The goal of this project was to build a document-grounded AI agent that answers questions about iOS 18 only using verified source material.
Actions
I designed and implemented a full RAG pipeline that:
- Ingests official iOS 18 documentation (PDF)
- Splits content into semantically meaningful chunks
- Generates dense vector embeddings
- Stores embeddings in Pinecone
- Retrieves only relevant chunks at query time
- Generates grounded answers via an AI agent
- Exposes a public chat interface using n8n
All orchestration, retrieval, and generation logic is handled visually and programmatically inside n8n workflows.
Results
The final system:
- Answers questions strictly based on the source document
- Prevents hallucinations by rejecting unsupported queries
- Returns concise, accurate feature explanations
- Supports public access via a hosted chat UI
- Demonstrates a production-style RAG architecture without custom backend code
Growth / Next Steps
Potential future enhancements include:
- Source citation per response
- Multi-document ingestion and namespace separation
- Authentication and rate limiting for public chat
- Streaming responses for improved UX
- Automatic document re-indexing on file updates
01. Data Overview
The knowledge base consists of an official Apple PDF:
- iOS 18 – All New Features (September 2024)
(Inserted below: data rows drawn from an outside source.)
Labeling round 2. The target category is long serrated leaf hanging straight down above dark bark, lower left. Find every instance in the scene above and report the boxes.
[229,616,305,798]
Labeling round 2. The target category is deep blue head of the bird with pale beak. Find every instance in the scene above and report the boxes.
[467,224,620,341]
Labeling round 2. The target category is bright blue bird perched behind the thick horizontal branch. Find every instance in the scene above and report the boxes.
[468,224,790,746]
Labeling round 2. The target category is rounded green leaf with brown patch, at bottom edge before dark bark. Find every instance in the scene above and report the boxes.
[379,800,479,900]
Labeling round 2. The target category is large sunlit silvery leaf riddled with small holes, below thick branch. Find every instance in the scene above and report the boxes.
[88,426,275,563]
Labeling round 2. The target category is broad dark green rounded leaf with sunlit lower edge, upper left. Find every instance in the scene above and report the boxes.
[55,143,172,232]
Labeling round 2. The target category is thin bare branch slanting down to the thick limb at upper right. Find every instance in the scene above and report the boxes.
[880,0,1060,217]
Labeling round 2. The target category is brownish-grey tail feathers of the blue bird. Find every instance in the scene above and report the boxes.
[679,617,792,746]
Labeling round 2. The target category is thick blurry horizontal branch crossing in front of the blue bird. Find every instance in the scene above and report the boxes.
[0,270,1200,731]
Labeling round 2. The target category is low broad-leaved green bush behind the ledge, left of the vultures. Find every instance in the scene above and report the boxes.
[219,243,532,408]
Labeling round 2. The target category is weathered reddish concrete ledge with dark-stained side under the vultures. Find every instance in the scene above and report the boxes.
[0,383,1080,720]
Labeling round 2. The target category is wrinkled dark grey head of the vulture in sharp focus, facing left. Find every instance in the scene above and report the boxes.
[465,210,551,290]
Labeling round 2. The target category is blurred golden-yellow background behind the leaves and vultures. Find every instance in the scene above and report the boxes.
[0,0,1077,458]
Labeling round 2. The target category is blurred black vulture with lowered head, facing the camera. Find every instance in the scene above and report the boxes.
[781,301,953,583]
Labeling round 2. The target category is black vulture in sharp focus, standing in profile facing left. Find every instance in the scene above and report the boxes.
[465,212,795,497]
This document serves as the single source of truth for the system.
It is ingested once, chunked, embedded, and persisted in a vector database, allowing efficient semantic retrieval at query time.
02. RAG Architecture
The system follows a classic Retrieval-Augmented Generation architecture:

At a high level:
- Documents are ingested and vectorised
- User queries are embedded
- Relevant chunks are retrieved from Pinecone
- Retrieved context is injected into the AI agent prompt
- The model generates a grounded answer
03. Document Ingestion Pipeline

The ingestion workflow includes:
- PDF loading
- Recursive text chunking
- Embedding generation using OpenAI
- Vector storage in Pinecone
This process ensures high-quality semantic retrieval while keeping token usage efficient.
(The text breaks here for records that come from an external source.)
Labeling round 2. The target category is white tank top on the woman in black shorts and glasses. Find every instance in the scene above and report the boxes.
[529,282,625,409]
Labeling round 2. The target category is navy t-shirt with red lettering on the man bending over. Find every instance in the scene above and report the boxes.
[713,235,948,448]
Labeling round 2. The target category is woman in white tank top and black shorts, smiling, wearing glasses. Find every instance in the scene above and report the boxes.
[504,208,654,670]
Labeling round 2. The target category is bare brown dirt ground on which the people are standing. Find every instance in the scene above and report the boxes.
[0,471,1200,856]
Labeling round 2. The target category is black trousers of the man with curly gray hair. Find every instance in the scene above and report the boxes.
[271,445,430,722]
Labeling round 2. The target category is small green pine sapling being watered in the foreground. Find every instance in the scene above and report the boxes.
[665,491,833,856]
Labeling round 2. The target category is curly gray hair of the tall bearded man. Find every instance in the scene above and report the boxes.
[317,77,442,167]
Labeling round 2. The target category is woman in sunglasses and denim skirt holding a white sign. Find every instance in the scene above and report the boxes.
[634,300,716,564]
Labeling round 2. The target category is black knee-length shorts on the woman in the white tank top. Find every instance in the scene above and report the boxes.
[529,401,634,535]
04. Query & Retrieval Pipeline

At query time:
- A chat trigger receives the user question
- The query is embedded
- Pinecone retrieves the most relevant chunks
- The AI agent generates a response using only retrieved context
If no relevant context is found, the agent safely declines to answer.
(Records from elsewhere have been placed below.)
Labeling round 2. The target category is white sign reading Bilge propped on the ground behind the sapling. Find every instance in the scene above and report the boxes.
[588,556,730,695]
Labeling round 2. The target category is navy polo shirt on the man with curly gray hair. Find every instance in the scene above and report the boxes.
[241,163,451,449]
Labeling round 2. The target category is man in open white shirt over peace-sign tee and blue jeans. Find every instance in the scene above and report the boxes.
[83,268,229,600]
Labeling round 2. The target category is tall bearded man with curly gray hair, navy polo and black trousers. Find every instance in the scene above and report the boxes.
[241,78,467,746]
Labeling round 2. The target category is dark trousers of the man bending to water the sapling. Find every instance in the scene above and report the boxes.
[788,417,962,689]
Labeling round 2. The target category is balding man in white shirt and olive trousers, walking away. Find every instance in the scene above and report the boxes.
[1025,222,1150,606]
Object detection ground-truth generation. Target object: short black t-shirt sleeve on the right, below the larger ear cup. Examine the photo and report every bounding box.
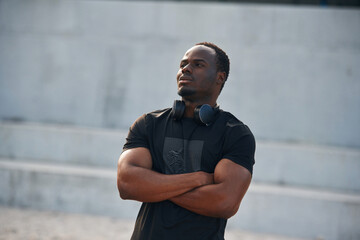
[223,125,256,174]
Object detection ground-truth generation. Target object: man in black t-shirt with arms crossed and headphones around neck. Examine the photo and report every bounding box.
[117,42,255,240]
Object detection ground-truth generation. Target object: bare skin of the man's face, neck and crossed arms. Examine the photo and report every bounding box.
[117,45,251,219]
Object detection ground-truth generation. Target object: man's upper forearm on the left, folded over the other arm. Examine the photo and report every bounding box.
[118,166,210,202]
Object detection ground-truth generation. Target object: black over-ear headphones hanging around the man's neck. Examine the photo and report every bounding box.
[171,100,219,126]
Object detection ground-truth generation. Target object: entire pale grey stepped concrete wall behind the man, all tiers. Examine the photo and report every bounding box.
[0,0,360,240]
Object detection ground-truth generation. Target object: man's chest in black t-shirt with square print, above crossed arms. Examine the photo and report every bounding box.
[148,119,223,174]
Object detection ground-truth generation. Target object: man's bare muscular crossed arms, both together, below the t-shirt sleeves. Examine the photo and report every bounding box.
[117,148,251,218]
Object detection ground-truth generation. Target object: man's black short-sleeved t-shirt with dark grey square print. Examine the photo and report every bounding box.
[124,109,255,240]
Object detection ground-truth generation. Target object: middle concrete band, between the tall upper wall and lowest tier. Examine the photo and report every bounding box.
[0,123,360,191]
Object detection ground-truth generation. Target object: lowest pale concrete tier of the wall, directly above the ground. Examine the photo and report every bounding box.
[0,159,360,240]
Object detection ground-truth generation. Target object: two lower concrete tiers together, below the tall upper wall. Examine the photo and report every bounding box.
[0,123,360,240]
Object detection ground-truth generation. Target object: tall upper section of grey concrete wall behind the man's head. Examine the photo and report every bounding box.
[0,0,360,148]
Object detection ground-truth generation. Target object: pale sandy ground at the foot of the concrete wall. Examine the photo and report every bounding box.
[0,206,305,240]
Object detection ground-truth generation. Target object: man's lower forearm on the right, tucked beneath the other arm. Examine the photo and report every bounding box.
[170,183,239,219]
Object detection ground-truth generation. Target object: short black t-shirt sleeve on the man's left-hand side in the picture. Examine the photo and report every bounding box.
[123,114,149,151]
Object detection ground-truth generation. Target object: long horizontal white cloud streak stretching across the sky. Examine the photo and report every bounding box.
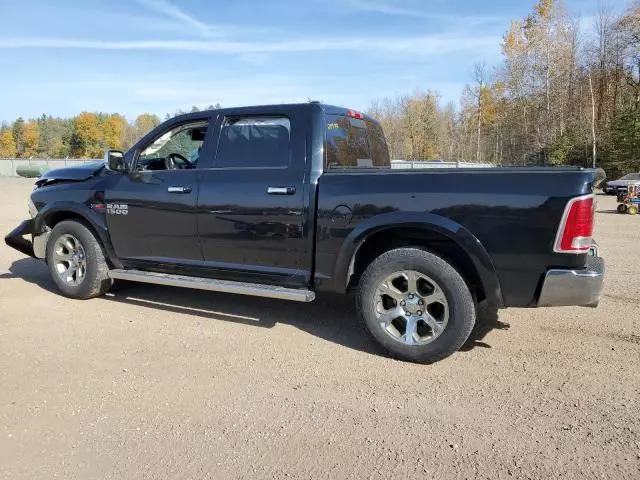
[0,35,500,55]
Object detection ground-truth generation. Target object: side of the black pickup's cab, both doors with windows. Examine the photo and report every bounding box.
[104,106,313,286]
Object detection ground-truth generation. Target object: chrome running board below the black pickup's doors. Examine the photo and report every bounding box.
[109,269,316,302]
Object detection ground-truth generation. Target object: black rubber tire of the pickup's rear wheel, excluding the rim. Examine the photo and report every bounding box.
[356,248,476,363]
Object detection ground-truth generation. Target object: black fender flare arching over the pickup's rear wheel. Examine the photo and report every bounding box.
[334,212,504,307]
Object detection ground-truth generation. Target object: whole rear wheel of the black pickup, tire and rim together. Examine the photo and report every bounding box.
[356,248,476,363]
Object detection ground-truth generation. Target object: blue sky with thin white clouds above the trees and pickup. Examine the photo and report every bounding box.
[0,0,626,121]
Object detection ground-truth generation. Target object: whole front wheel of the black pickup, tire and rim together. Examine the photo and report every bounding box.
[47,220,113,299]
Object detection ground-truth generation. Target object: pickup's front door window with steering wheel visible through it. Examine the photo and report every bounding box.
[137,121,208,171]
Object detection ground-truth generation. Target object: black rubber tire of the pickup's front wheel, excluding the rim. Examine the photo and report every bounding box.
[47,220,113,300]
05. Application & Example Queries
The system is exposed through a public n8n-hosted chat interface:

Example query:
What new camera features are introduced in iOS 18?
The agent retrieves relevant sections from the documentation and produces a grounded, document-based response.
Unsupported questions are rejected with a clear fallback message.
06. Growth & Next Steps
This project forms a strong foundation for:
- Documentation chatbots
- Product support assistants
- Internal knowledge bases
- No-code / low-code AI systems
Future work could extend this into a multi-document, multi-product RAG platform with richer UI and analytics.